Toms River Council Votes to Destroy Hard Drives During DoJ, Attorney General Investigations

Shore News Network

TOMS RIVER, NJ – The Toms River Township Council on Tuesday voted to destroy hard drives in all of their copier machines that contain records of documents and data dating back several years.  Councilman Daniel Rodrick raised the concern to the council prior to the vote.

“Given that the Department of Labor, a division of the Attorney General’s Office has filed a formal inquiry with the township, and given the township is currently engaged in litigation with both private parties and the U.S. Department of Justice, I do not believe it would be wise to dispose of these copy machines at this time,” Rodrick told the council. “Most copy machines have a hard drive that contain the record of copies made and this could be viewed as destruction of evidence which is a federal crime. It would be prudent for the administration to ensure the safety and integrity of the data on these hard drives.”

Rodrick suggested those hard drives instead should be held by the Toms River Police Department for safe keeping.  Rodrick asked the council to table the resolution to destroy the hard drives.


“In order for us to dispose electronic equipment, it has to be sold to a qualified e-waste facility,” said Business Administrator Lou Amoroso. “I’m not that familiar with these machines, the entire machine gets turned over to the facility. As far as the inquiry into payroll records.”

The township said the hard drive data will be destroyed before the equipment is sold.  It is unknown if those hard drives will be backed up before their destruction.

Rodrick said if the machines are being sold for scrap, there’s no reason to not keep the hard drives as evidence.

“We’re not required to keep them,” Amoroso said.

Laurie Huryk asked for the council to proceed with the destruction of hard drives saying policies are in place that the hard drive are stored on servers.
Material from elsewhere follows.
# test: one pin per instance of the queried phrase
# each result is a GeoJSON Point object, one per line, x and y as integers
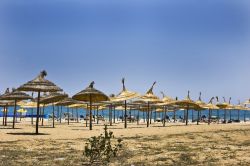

Typically photo copy machines are not stored on file servers and it was found those servers were not networked.  Huryk pushed against Rodrick’s effort to save the data.  Council President Maria Maruca and Huryk strongly rejected Rodrick’s request to save the drives.

Rodrick is referring to a subpoena for documents received by the New Jersey Attorney General’s Office investigating the township’s payroll department last month.

“It’s very unusual to be throwing these away,” Rodrick said.

The council instead, lead by Huryk voted unanimously, sans Rodrick to destroy the hard drives.

Democrat Terrance Turnbach, who is a lawyer said that none of the litigants have asked to preserve the copier hard drive, so he said it is a non-issue.